Sex runs on a spectrum with no universal “normal,” and there’s no one-size-fits-all secret recipe for boosting female libido or male libido. If you and your partner’s libidos don’t match, it’s neither of you’re to blame. One person might want it multiple times a week, while the other might want it once or twice a month, and even those numbers can fluctuate based on stressful events in the world or things going on in your daily life, like burnout at work or an unfair division of labor at home.

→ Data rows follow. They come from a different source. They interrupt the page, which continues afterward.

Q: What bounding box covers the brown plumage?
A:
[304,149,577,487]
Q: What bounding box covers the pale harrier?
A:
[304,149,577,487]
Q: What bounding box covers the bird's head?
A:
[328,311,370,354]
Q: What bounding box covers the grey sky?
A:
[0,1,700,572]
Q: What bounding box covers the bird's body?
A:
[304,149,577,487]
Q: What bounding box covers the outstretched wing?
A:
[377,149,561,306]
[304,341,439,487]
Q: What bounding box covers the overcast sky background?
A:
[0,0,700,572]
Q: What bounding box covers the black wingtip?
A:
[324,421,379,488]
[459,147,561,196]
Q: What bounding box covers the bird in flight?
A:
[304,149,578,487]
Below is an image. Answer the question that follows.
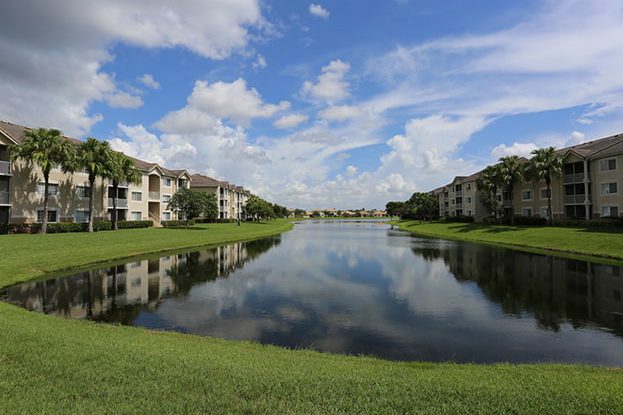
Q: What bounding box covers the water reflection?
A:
[0,222,623,365]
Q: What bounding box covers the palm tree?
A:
[499,156,525,225]
[76,137,113,232]
[476,164,501,218]
[106,152,142,231]
[525,147,564,225]
[10,128,75,233]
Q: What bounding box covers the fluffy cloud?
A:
[157,79,290,130]
[138,73,160,89]
[274,114,309,129]
[309,3,330,19]
[0,0,267,135]
[301,59,350,102]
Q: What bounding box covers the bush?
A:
[117,220,154,229]
[162,219,195,228]
[445,215,474,223]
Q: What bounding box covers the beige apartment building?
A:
[432,134,623,221]
[190,174,251,219]
[0,121,202,226]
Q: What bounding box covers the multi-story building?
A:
[0,121,190,226]
[433,134,623,221]
[190,174,251,219]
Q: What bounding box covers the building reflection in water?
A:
[0,237,281,324]
[412,240,623,336]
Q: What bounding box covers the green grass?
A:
[0,222,623,414]
[391,220,623,260]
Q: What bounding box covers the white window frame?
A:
[599,205,621,218]
[599,157,619,172]
[599,180,619,196]
[521,189,532,202]
[36,208,58,223]
[74,209,91,223]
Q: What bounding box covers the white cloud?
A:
[274,114,309,129]
[301,59,350,102]
[318,105,363,121]
[157,78,290,131]
[309,3,330,19]
[106,91,143,109]
[0,0,270,135]
[491,143,539,160]
[138,73,160,89]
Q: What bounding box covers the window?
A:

Open and honest communication
When it comes to you and your partner, do your sexual appetites match? No matter where you fall on the spectrum, if this libido discrepancy exists in your relationship, the onus is on both of you when it comes to addressing the issue. That starts with open, honest conversations that are pre-planned in a safe space and not done in the heat of the moment or right after a sex session. This study shows that couples who communicate about sex are not only more sexually satisfied, they are more satisfied with their relationship.
Foreplay
Is foreplay cooking a candlelit dinner and giving them a massage? Cleaning the house and buying them gifts? Cuddling during a movie? Using sex toys together or making sure they have their own time to masturbate and take a long bubble bath?

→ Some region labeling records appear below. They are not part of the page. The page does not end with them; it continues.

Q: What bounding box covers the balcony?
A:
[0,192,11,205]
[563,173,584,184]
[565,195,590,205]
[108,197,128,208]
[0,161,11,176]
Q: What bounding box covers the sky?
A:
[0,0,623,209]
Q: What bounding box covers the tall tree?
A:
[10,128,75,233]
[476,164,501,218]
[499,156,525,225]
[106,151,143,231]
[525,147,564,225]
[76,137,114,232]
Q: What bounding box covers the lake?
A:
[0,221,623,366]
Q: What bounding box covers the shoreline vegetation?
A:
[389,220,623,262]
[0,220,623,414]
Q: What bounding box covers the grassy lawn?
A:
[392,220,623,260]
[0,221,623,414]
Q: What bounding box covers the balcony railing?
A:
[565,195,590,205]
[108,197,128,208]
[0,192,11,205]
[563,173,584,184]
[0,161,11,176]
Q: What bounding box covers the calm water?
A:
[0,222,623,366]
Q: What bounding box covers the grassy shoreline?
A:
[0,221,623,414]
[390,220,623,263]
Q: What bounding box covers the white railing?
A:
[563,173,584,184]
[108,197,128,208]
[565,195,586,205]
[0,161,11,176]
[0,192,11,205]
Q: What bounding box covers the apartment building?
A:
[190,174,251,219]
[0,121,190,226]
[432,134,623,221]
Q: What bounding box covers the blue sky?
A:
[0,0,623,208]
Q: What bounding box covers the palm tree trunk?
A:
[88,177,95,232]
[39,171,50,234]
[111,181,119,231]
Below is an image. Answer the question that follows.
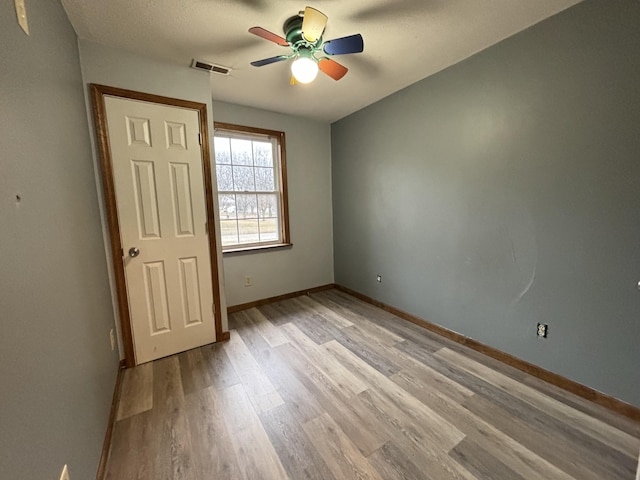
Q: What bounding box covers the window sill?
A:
[222,243,293,257]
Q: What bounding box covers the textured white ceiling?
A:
[62,0,580,122]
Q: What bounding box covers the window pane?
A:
[238,220,260,243]
[220,220,238,246]
[253,142,273,167]
[255,167,276,192]
[236,194,258,218]
[216,165,233,192]
[214,122,290,250]
[231,138,253,165]
[218,195,236,219]
[233,166,256,192]
[258,195,278,218]
[213,137,231,163]
[259,218,280,242]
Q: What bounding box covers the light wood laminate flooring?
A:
[106,290,640,480]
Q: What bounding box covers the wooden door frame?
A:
[90,83,229,368]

Foreplay doesn't always start in the bedroom, and men are also interested in longer foreplay sessions, according to this study.
Lifestyle Changes
On the gentler end of the spectrum, libido can be changed by reducing stress in your life through journaling or meditation, eating a healthier diet, getting more exercise (exercise can boost libido!), and getting more sleep.
Trying new things, like adding novelty through new sex toys, fantasies, or kinks in the bedroom, can spice up a boring routine. Sex therapy (individual or couples) can help provide guidance, and couples may even want to consider a consensual polyamorous relationship, with the assistance of a polyamorous coach.
Redefining Intimacy
Sex doesn’t always have to involve penetration. Oral sex with fingers and using sex toys together can strengthen your relationship and keep intimacy alive in a less conventional way. Sex toys, like vibrators for men and women, can help bridge the orgasm gap that’s common in relationships. According to this study, women only orgasm 46% to 56% of the time, compared to men, who orgasm up to 85% of the time.

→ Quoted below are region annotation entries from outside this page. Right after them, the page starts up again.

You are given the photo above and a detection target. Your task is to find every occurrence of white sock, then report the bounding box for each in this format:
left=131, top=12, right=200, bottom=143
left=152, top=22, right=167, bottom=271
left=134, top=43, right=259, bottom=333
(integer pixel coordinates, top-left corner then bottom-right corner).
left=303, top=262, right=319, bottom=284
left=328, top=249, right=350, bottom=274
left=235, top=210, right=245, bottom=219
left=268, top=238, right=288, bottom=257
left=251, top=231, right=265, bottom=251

Mutual masturbation is also a low-pressure way to stay satisfied. After all, no one knows your body like you do! Touching each other together can help you better understand each other's desires.
You can also schedule sex. While this may not be as exciting for the spontaneous partner, it gives the receptive partner more time to plan so that you are mentally and emotionally prepared for intimacy together.
Final Thoughts
Being able to laugh about your lackluster libido while you try to work through the issue takes a lot out of it, but that's not all: it will also remind you of what works in your relationship and why you are working together to make it last.
Some people may simply have lower sexual desires that aren't necessarily receptive, and this can open up the conversation to bigger changes in your life.
The libido you have when you enter a relationship isn't necessarily the same one you maintain throughout it. You won't always find yourself at the same level of libido throughout your relationship, but understanding, empathy, and compassion (as well as utilizing whatever resources you can) will help you keep that fire going.